Closed jpeddicord closed 6 years ago
Would you be open to (possibly mentoring) an external contribution for this task?
@Phrohdoh Sure! Give me a little bit to flesh out this issue description (a lot of these issues I initially filed as "notes to self" and their descriptions kinda suck) -- I have a scrappy collection of license files I was originally testing with locally and have a rough idea of a way this could proceed.
@Phrohdoh I clarified the description a bit. If you're still interested in this, I'd recommend playing around with Store
as a starting point: have it load a cache file (or load from the SPDX directory; see cli/build.rs
for an example of that) and get it to identify a license. examples/basic.rs
has some of that as well. The documentation sucks (sorry) but the types involved should be relatively easy to figure out.
I opened up a Gitter room at https://gitter.im/amzn/askalono if you want to ping me for help; you may need to @ me as I'm not entirely sure I've configured notifications correctly 🙃
Great, thanks!
I will take a stab at this over the upcoming weekend.
@Phrohdoh no rush, but let me know if you'd like any extra help here.
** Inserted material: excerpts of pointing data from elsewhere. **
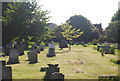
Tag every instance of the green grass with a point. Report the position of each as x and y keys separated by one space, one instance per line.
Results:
x=69 y=62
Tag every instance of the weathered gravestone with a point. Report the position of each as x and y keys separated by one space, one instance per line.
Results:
x=52 y=72
x=5 y=71
x=51 y=50
x=13 y=56
x=34 y=46
x=41 y=47
x=7 y=49
x=20 y=49
x=32 y=57
x=37 y=50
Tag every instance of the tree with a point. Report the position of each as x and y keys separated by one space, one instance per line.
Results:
x=79 y=21
x=112 y=31
x=23 y=21
x=69 y=33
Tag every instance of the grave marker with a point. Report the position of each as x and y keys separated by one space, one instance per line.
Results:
x=32 y=57
x=13 y=56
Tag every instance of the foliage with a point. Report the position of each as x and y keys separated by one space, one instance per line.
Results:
x=94 y=41
x=102 y=39
x=69 y=33
x=112 y=50
x=114 y=27
x=23 y=21
x=80 y=22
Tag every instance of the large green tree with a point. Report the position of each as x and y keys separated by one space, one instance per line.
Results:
x=112 y=31
x=69 y=33
x=23 y=20
x=79 y=21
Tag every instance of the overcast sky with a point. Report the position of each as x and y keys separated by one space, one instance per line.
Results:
x=97 y=11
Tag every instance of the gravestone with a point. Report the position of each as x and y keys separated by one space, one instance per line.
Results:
x=41 y=47
x=51 y=50
x=82 y=42
x=32 y=57
x=52 y=72
x=38 y=50
x=63 y=44
x=116 y=45
x=13 y=56
x=20 y=49
x=7 y=48
x=106 y=44
x=34 y=46
x=106 y=49
x=6 y=73
x=51 y=69
x=2 y=63
x=58 y=76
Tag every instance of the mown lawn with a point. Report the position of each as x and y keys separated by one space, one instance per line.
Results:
x=78 y=63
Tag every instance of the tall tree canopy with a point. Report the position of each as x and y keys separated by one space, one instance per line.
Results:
x=79 y=21
x=23 y=20
x=112 y=31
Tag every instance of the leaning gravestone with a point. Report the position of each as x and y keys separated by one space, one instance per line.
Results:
x=57 y=75
x=7 y=49
x=38 y=50
x=13 y=56
x=2 y=63
x=82 y=42
x=32 y=57
x=52 y=72
x=51 y=52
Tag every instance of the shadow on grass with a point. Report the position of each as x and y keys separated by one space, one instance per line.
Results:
x=62 y=52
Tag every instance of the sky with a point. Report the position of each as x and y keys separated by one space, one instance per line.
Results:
x=97 y=11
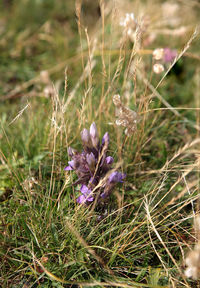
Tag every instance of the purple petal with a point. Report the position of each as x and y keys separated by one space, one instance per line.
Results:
x=169 y=55
x=94 y=135
x=68 y=168
x=71 y=152
x=81 y=199
x=116 y=177
x=109 y=160
x=90 y=159
x=106 y=139
x=84 y=190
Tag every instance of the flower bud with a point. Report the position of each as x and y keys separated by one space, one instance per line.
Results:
x=94 y=135
x=105 y=140
x=91 y=160
x=109 y=160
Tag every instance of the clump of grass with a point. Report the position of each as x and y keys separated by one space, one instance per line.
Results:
x=48 y=239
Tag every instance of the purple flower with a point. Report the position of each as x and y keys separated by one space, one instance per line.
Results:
x=71 y=165
x=169 y=55
x=109 y=160
x=116 y=177
x=94 y=135
x=92 y=165
x=105 y=140
x=85 y=136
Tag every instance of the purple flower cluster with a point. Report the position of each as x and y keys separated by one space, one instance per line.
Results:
x=93 y=165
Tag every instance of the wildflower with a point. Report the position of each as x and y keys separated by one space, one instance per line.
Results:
x=158 y=68
x=93 y=165
x=158 y=53
x=126 y=117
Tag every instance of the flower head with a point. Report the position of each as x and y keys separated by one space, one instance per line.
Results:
x=92 y=165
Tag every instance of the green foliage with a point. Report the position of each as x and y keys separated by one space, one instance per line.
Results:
x=47 y=239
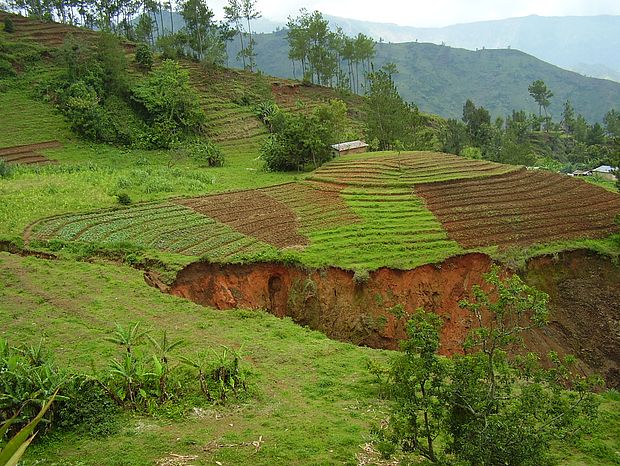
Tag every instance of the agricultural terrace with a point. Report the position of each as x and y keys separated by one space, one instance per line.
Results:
x=390 y=212
x=520 y=208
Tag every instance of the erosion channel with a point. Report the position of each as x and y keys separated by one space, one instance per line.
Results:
x=584 y=289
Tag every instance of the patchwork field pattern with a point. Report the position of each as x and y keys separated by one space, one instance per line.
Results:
x=522 y=207
x=405 y=170
x=164 y=226
x=363 y=212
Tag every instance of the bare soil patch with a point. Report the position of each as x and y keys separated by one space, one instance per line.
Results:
x=520 y=208
x=252 y=213
x=27 y=154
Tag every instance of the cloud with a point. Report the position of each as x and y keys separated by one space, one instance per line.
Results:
x=432 y=14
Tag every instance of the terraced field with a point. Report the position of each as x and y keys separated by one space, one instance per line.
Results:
x=405 y=170
x=363 y=212
x=28 y=153
x=164 y=226
x=522 y=207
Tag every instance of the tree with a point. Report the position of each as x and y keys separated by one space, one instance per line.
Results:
x=489 y=405
x=169 y=103
x=453 y=136
x=249 y=11
x=568 y=117
x=232 y=14
x=478 y=121
x=539 y=92
x=303 y=139
x=387 y=115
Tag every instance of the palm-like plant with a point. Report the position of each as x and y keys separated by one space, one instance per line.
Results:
x=161 y=365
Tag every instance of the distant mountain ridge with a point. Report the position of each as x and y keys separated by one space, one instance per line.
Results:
x=586 y=44
x=439 y=79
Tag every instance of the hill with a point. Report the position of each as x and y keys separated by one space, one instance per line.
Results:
x=350 y=249
x=566 y=41
x=439 y=79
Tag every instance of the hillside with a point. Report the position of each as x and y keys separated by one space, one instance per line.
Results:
x=439 y=79
x=576 y=43
x=305 y=277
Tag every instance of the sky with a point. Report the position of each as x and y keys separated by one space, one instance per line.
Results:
x=433 y=13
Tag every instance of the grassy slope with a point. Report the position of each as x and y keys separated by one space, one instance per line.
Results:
x=316 y=415
x=314 y=401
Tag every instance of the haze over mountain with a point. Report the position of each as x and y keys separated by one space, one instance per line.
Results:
x=586 y=44
x=439 y=79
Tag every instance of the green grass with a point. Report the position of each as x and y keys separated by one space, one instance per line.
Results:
x=90 y=175
x=314 y=399
x=395 y=230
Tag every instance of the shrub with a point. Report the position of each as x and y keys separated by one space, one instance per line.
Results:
x=8 y=25
x=6 y=69
x=204 y=151
x=169 y=103
x=144 y=57
x=301 y=140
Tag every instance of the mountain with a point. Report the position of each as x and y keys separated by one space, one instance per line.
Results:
x=439 y=79
x=566 y=41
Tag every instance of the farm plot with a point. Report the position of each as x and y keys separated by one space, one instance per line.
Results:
x=405 y=170
x=164 y=226
x=28 y=153
x=394 y=229
x=520 y=208
x=316 y=205
x=252 y=213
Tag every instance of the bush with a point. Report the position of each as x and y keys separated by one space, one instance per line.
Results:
x=8 y=25
x=6 y=69
x=169 y=104
x=302 y=140
x=144 y=57
x=86 y=407
x=205 y=151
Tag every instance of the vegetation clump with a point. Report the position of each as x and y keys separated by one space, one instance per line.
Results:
x=487 y=406
x=300 y=140
x=9 y=27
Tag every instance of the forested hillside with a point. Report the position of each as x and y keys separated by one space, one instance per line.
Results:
x=439 y=79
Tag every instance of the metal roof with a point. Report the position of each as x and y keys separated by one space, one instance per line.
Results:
x=604 y=169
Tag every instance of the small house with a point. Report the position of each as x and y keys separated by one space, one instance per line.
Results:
x=606 y=172
x=351 y=147
x=581 y=173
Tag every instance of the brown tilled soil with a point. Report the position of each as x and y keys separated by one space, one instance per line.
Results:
x=520 y=208
x=317 y=205
x=252 y=213
x=26 y=154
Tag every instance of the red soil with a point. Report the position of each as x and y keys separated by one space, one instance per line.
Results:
x=584 y=290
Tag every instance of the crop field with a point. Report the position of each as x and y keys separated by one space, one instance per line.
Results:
x=27 y=154
x=405 y=170
x=167 y=227
x=521 y=207
x=362 y=212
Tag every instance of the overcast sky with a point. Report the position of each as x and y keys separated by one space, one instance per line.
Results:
x=433 y=13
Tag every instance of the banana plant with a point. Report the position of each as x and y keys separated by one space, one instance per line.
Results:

If you want, feel free to PR the code you showed on Gitter and we can iterate from there.
I've set up the remainder of this infrastructure:
https://github.com/amzn/askalono/blob/master/tests/real_world.rs
This builds on @Phrohdoh's initial work and crawls a directory, parsing out expected license names and thresholds to test licenses in a flexible manner. While I definitely want to add more licenses to this test dataset, I think we can consider this issue resolved. :)
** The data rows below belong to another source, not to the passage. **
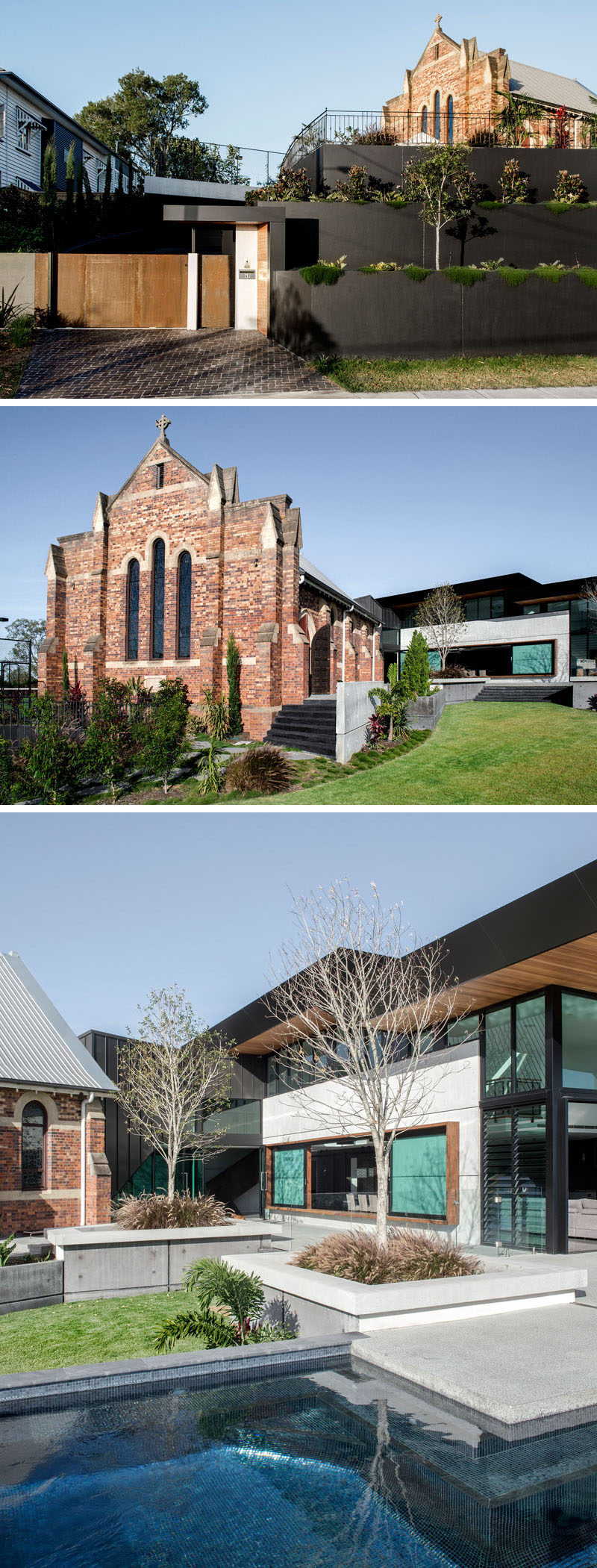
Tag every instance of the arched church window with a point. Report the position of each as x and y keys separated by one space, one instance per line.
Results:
x=159 y=600
x=185 y=606
x=34 y=1147
x=134 y=610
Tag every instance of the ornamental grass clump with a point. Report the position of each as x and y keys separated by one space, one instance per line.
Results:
x=154 y=1211
x=407 y=1255
x=262 y=771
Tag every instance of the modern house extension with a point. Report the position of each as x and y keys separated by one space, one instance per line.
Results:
x=507 y=1150
x=516 y=629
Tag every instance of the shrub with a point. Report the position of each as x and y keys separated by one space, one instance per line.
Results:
x=154 y=1211
x=265 y=771
x=569 y=189
x=406 y=1257
x=513 y=182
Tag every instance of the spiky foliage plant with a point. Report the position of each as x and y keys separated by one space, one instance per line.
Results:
x=154 y=1211
x=265 y=771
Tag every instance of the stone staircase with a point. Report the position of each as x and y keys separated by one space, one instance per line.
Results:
x=306 y=727
x=524 y=694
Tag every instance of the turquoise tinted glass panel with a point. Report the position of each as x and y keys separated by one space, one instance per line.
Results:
x=498 y=1073
x=419 y=1173
x=531 y=659
x=578 y=1042
x=289 y=1178
x=530 y=1045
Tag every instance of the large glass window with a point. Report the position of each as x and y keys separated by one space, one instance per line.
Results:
x=498 y=1068
x=34 y=1139
x=289 y=1178
x=159 y=600
x=530 y=1045
x=185 y=606
x=533 y=659
x=419 y=1177
x=134 y=610
x=578 y=1042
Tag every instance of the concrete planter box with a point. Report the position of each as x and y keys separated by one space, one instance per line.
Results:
x=104 y=1261
x=425 y=712
x=30 y=1284
x=322 y=1304
x=389 y=316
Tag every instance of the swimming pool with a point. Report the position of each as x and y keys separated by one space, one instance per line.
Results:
x=334 y=1468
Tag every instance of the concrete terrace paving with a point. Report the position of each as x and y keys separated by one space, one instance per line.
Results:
x=154 y=364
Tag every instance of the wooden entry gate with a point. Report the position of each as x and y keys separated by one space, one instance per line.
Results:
x=95 y=289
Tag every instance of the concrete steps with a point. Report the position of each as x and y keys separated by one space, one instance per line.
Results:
x=306 y=727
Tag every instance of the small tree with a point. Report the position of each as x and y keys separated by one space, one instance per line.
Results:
x=171 y=1077
x=163 y=731
x=49 y=759
x=232 y=670
x=416 y=668
x=108 y=741
x=363 y=1010
x=443 y=620
x=446 y=187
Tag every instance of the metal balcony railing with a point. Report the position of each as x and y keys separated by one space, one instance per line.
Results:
x=380 y=128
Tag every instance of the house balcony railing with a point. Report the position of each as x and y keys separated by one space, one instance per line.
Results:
x=380 y=128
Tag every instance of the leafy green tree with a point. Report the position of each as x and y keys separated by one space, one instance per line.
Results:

I'd like to set up some tests that verify that askalono doesn't regress on its ability to identify licenses. Basically, a directory of license files named/sorted according to their actual license. askalono runs on them, identifies them, and verifies it got the answer right.
Possible implementation
Another layout for this is perfectly acceptable; this could also be set up with some metadata files describing what a file should be identified as, with what confidence, etc. That may be overkill for the time being.